How to find the nearest neighbors for latitude and longitude point on python?
I honestly don't know if using a kd-tree would work correctly, but my hunch says it would be inaccurate.
I think you need to use something like greater circle distance to get accurate distances.
from math import radians, cos, sin, asin, sqrt, degrees, atan2
def validate_point(p):
lat, lon = p
assert -90 <= lat <= 90, "bad latitude"
assert -180 <= lon <= 180, "bad longitude"
# original formula from http://www.movable-type.co.uk/scripts/latlong.html
def distance_haversine(p1, p2):
"""
Calculate the great circle distance between two points
on the earth (specified in decimal degrees)
Haversine
formula:
a = sin²(Δφ/2) + cos φ1 ⋅ cos φ2 ⋅ sin²(Δλ/2)
_ ____
c = 2 ⋅ atan2( √a, √(1−a) )
d = R ⋅ c
where φ is latitude, λ is longitude, R is earth’s radius (mean radius = 6,371km);
note that angles need to be in radians to pass to trig functions!
"""
lat1, lon1 = p1
lat2, lon2 = p2
for p in [p1, p2]:
validate_point(p)
R = 6371 # km - earths's radius
# convert decimal degrees to radians
lat1, lon1, lat2, lon2 = map(radians, [lat1, lon1, lat2, lon2])
# haversine formula
dlon = lon2 - lon1
dlat = lat2 - lat1
a = sin(dlat/2)**2 + cos(lat1) * cos(lat2) * sin(dlon/2)**2
c = 2 * asin(sqrt(a)) # 2 * atan2(sqrt(a), sqrt(1-a))
d = R * c
return d
scikit-learn
provides a BallTree
class that supports the Haversine metric.
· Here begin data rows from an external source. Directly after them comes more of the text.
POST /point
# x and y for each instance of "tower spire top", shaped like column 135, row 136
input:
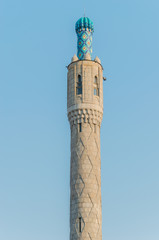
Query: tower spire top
column 84, row 29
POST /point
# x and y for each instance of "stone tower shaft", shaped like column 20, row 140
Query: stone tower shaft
column 85, row 111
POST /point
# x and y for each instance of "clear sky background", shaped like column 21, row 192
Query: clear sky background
column 37, row 41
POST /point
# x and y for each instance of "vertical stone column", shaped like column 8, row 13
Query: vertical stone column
column 85, row 113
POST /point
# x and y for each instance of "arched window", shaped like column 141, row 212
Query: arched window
column 79, row 85
column 96, row 87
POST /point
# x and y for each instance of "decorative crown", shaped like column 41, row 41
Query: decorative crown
column 84, row 23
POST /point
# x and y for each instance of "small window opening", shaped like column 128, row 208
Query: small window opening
column 80, row 225
column 95, row 128
column 80, row 127
column 96, row 87
column 79, row 85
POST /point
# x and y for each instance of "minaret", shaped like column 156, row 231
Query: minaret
column 85, row 111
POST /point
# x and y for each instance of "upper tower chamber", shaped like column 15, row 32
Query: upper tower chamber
column 84, row 29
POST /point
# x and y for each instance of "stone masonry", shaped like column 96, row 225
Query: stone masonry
column 85, row 111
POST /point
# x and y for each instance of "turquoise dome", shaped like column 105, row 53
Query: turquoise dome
column 84, row 22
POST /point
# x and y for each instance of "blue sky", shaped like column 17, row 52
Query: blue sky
column 37, row 42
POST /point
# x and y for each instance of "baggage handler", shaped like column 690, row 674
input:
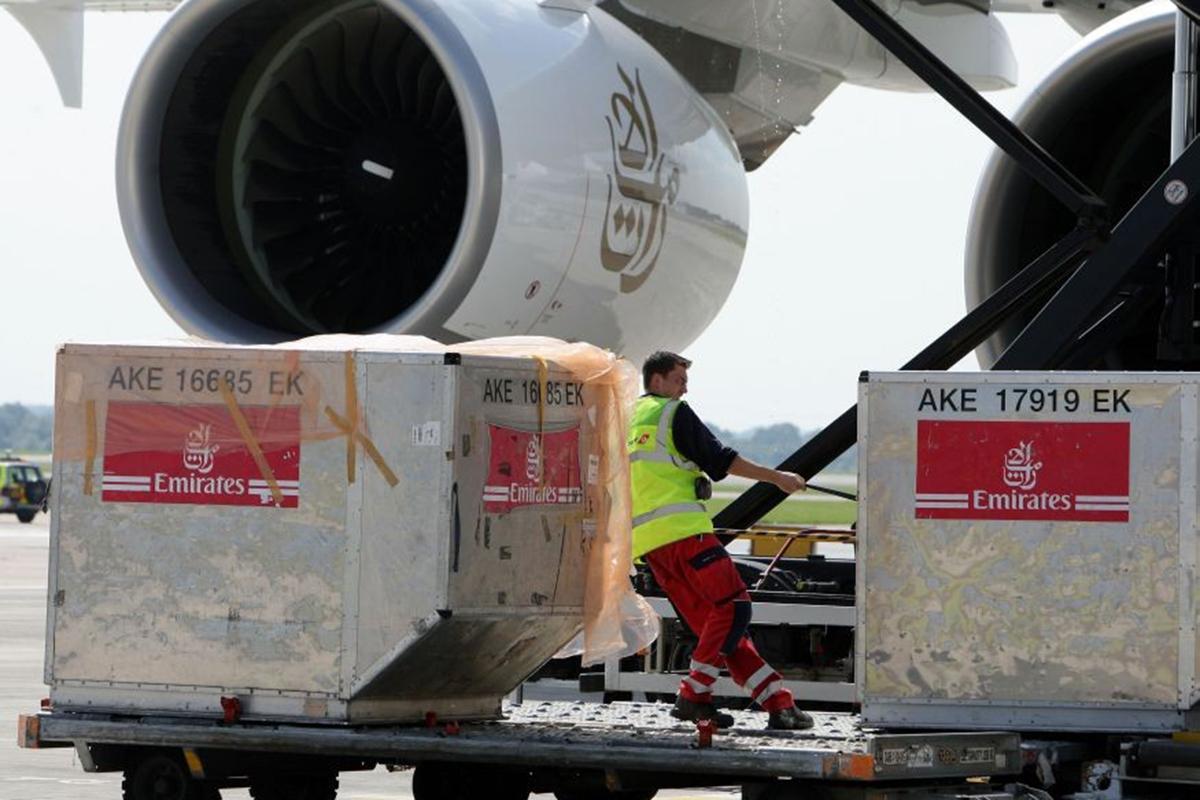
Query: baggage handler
column 670, row 452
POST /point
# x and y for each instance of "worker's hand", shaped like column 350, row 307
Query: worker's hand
column 789, row 482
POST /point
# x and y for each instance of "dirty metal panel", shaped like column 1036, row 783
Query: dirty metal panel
column 401, row 578
column 587, row 735
column 1002, row 567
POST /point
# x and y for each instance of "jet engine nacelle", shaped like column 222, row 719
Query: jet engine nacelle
column 1104, row 112
column 456, row 169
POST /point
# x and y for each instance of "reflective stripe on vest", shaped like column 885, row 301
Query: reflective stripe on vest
column 666, row 511
column 664, row 481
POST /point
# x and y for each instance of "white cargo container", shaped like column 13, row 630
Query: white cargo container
column 216, row 533
column 1027, row 551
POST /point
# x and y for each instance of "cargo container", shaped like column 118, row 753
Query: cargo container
column 319, row 535
column 1024, row 613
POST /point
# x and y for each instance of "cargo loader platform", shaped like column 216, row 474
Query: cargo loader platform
column 547, row 743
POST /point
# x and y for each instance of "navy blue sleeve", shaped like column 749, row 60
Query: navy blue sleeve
column 697, row 443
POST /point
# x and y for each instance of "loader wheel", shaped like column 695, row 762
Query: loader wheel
column 294, row 787
column 444, row 781
column 600, row 793
column 162, row 777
See also this SO question.
I think you are trying to solve the k Nearest Neighbor problem.
Since your data set lies in 2D, then a kd-tree would work nicely, in general, I do not know about spicy.
However, if your points start living in a higher dimension, then kd-tree will not be a smart choice.